De hecho, cuando salió a la luz la prohibición de la FIFA (la cual la directiva ya conocía hace más de un año y nadie dijo ni hizo nada) la desesperación fue tal que se llegó a decir que el Barça debería repescar a Bojan. ¡A Bojan?

Soñar con reunir los mejores futbolistas del mundo y que te acaben trayendo a Bojan debe ser como pedir una Voll Damm con un Marlboro en una terraza soleada un viernes por la tarde y que te traigan una Steinburg del mercadona caliente con un paquete de tabaco Elixir, sin papel y sin filtros una puta mañana de lunes nublada.

Los seguidores del club nos encontramos ahora buceando en un oceáno de incertidumbre, mentiras y miedo a que algún día estos fabulosos jugadores se cansen de todo esto y se vayan para siempre.

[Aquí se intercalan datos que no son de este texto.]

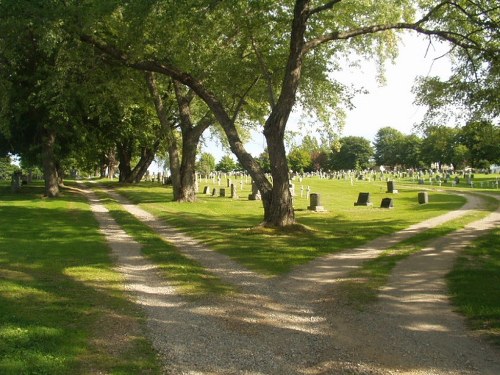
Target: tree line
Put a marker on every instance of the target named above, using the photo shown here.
(84, 83)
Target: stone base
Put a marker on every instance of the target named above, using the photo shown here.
(316, 208)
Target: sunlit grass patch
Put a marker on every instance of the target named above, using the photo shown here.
(186, 274)
(362, 286)
(58, 291)
(231, 226)
(474, 285)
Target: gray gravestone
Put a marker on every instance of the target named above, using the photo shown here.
(423, 197)
(387, 203)
(255, 196)
(391, 187)
(16, 182)
(315, 203)
(363, 200)
(234, 194)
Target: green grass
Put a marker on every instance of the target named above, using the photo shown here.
(474, 285)
(361, 286)
(231, 226)
(62, 306)
(188, 276)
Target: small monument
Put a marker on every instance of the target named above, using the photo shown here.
(315, 203)
(391, 187)
(423, 197)
(255, 196)
(387, 203)
(363, 200)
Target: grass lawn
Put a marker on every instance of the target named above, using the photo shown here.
(361, 287)
(231, 226)
(474, 285)
(62, 306)
(188, 276)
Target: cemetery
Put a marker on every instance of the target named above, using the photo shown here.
(127, 248)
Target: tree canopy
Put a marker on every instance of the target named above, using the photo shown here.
(249, 62)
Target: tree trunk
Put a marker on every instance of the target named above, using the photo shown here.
(175, 169)
(278, 205)
(142, 166)
(125, 157)
(111, 163)
(187, 191)
(49, 165)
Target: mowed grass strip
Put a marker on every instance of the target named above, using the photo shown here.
(362, 285)
(62, 306)
(188, 276)
(231, 226)
(474, 285)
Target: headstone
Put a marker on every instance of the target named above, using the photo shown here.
(387, 203)
(363, 200)
(423, 197)
(315, 203)
(234, 194)
(255, 196)
(16, 182)
(391, 187)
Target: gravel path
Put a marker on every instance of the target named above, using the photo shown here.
(283, 326)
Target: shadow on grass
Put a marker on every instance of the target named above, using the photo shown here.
(58, 293)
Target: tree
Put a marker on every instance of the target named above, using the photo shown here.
(388, 146)
(6, 168)
(410, 154)
(264, 162)
(471, 92)
(438, 145)
(36, 75)
(282, 50)
(300, 160)
(226, 164)
(482, 139)
(355, 153)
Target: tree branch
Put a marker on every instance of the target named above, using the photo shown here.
(462, 40)
(326, 6)
(266, 73)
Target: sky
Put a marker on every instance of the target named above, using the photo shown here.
(387, 105)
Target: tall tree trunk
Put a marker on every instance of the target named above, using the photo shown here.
(187, 191)
(111, 163)
(49, 164)
(173, 150)
(125, 157)
(175, 169)
(147, 156)
(278, 205)
(190, 138)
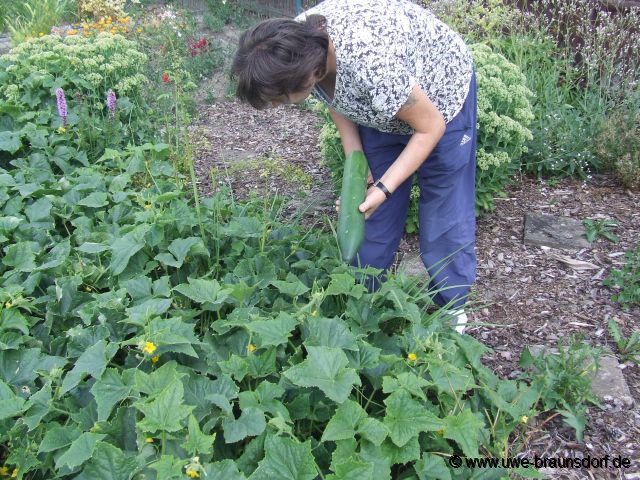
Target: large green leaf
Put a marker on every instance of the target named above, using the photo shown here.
(286, 459)
(166, 411)
(330, 332)
(110, 463)
(250, 424)
(197, 442)
(292, 287)
(325, 368)
(344, 422)
(464, 428)
(432, 467)
(80, 451)
(273, 332)
(125, 247)
(406, 418)
(93, 361)
(353, 470)
(110, 389)
(21, 256)
(203, 291)
(10, 404)
(10, 142)
(58, 436)
(38, 406)
(407, 380)
(224, 470)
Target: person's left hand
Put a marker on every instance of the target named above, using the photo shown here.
(372, 201)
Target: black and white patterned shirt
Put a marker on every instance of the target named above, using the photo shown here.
(383, 49)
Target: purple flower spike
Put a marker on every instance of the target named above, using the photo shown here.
(111, 103)
(62, 105)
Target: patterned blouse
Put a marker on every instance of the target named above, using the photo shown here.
(383, 49)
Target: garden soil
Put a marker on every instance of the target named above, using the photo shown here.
(523, 296)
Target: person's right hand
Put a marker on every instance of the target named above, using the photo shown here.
(369, 183)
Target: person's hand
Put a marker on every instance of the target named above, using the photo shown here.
(372, 201)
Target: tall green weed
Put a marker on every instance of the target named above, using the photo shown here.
(29, 18)
(580, 60)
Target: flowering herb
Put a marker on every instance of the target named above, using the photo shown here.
(111, 103)
(62, 105)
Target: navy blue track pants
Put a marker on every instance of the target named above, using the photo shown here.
(447, 205)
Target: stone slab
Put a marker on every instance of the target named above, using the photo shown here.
(608, 381)
(544, 230)
(411, 265)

Quizá Iniesta vuelva a Albacete para devolverlo a Primera División, quizá Busquets acabe pasando las tardes en un banco de un parque abandonado en su Badía del Vallès natal. Quizá Messi acabe volviendo a Argentina y se distraiga bebiendo mate y viendo vídeos suyos en canales cutres de Youtube de “cuando era lindo patear un balón para olvidar la oligárquica sociedad a la que estamos impuestos desde que nacemos”.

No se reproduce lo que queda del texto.